How AI and Technology Are Changing Buying Group Identification
In 2026, AI is meaningfully changing how teams identify and manage buying groups. Where sales teams once relied on manual research and CRM contact roles to map a committee, tools can now surface likely buying group members based on intent signals, engagement patterns, and title clustering.
LeanData’s Buying Groups product, for example, uses AI-driven title clustering to automatically identify likely stakeholders within your CRM based on job titles and roles, then builds a journey that tracks every signal across the committee as the deal moves forward. The result is a single view of the buying group tied to an open opportunity, so sales reps can see who is confirmed, who is missing, and what the group has been doing.
This kind of visibility addresses a real operational gap. Most CRMs store contacts at the account level, not in the context of a specific deal. Buying group orchestration connects those contacts to the opportunity they are part of, giving revenue teams a clearer picture of where a deal actually stands.

Buying Groups Require a Different Kind of GTM Motion
Continuing to apply a single-buyer model to a buying group scenario will not produce the revenue growth your organization is looking for.

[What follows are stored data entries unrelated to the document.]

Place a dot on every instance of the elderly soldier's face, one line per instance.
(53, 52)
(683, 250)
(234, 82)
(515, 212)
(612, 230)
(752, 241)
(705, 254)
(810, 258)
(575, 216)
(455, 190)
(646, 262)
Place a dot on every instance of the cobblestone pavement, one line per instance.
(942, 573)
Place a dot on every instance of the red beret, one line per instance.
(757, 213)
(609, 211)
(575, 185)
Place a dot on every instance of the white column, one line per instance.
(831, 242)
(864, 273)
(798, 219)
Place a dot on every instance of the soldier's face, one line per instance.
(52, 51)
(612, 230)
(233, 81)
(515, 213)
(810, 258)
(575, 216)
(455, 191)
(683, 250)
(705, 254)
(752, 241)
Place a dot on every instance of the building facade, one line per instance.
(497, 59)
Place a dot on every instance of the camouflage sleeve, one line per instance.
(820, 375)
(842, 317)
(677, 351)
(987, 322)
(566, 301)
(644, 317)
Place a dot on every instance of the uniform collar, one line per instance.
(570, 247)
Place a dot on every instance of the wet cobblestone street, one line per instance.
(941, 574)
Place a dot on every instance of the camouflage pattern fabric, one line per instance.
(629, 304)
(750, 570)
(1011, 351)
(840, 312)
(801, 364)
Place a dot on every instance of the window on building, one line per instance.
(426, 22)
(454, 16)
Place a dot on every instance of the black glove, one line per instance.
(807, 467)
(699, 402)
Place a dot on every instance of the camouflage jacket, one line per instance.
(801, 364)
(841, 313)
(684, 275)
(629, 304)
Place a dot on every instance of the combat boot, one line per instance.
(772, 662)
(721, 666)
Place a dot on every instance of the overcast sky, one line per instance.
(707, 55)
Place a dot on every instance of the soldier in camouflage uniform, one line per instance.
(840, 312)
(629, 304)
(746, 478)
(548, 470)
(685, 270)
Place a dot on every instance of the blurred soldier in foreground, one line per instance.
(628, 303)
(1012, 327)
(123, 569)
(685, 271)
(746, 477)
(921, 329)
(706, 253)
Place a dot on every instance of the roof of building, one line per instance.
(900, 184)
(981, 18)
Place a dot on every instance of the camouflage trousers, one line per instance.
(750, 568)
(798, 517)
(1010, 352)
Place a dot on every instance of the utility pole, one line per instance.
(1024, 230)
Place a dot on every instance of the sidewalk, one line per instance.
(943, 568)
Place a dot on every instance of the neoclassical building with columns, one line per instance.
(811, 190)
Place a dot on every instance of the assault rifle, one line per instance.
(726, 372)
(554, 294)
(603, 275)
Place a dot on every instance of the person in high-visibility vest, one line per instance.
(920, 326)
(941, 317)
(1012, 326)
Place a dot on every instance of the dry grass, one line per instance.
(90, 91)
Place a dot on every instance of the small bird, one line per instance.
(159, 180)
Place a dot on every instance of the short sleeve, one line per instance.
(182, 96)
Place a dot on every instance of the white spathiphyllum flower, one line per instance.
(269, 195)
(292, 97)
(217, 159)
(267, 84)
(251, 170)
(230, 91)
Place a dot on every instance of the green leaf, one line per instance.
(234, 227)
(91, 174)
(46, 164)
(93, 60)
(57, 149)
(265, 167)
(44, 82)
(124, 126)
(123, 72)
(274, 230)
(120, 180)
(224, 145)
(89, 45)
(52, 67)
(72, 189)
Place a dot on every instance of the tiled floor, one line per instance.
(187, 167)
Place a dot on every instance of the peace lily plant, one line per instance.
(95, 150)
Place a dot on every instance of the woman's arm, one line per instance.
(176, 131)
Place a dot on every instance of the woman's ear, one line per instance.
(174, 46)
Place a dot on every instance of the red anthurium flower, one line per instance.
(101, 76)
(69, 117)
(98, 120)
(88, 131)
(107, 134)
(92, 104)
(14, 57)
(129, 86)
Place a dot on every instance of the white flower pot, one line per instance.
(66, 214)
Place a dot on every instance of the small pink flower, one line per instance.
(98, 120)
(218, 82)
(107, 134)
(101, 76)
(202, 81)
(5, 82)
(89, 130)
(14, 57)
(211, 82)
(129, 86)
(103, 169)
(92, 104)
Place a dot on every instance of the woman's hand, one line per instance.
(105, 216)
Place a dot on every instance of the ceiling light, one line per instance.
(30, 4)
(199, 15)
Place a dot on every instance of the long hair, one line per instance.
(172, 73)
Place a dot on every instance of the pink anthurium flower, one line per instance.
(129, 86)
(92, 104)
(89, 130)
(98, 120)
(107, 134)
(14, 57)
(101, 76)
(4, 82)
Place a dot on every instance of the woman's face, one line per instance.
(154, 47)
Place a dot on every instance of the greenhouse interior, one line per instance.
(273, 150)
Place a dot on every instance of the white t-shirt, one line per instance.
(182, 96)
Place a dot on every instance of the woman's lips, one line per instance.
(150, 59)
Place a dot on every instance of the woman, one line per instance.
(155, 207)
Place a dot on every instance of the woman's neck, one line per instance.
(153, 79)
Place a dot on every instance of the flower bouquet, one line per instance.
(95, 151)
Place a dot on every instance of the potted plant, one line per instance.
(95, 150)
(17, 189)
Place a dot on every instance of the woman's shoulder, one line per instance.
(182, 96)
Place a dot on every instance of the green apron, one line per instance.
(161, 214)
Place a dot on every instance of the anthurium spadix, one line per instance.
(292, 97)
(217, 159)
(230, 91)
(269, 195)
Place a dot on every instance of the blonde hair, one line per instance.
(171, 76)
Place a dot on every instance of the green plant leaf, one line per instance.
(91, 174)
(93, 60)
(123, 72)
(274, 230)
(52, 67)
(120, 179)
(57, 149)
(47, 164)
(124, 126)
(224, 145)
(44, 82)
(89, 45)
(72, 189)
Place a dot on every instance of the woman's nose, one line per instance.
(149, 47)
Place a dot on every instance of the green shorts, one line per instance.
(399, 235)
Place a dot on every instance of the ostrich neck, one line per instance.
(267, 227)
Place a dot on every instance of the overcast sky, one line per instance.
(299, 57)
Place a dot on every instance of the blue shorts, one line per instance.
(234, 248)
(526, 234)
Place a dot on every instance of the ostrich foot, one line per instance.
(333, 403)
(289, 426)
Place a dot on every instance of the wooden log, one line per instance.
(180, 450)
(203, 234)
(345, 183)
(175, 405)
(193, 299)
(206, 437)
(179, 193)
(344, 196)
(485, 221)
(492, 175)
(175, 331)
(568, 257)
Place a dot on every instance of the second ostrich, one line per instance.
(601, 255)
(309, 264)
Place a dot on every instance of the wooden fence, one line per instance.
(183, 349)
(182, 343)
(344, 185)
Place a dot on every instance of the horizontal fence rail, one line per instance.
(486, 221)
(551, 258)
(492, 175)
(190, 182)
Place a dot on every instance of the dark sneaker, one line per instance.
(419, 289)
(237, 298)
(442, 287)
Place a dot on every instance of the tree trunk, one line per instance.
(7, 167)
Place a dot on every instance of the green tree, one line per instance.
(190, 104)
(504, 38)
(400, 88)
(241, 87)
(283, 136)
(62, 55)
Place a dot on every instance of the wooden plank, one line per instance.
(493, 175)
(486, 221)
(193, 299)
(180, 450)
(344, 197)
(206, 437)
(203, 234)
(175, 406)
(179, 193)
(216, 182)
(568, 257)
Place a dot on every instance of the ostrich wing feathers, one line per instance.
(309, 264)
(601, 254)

Moving away from lead-centric strategies is not a small change. It requires rethinking how marketing generates and qualifies demand, how sales builds pipeline, and how both teams hand off to each other. It means updating the systems that track engagement, the metrics that define success, and the processes that move deals forward.
But the shift is worth it. B2B buyers have always bought in groups. Aligning your GTM motion to reflect that reality, and building the processes and technology to support it, is how modern revenue teams close more deals.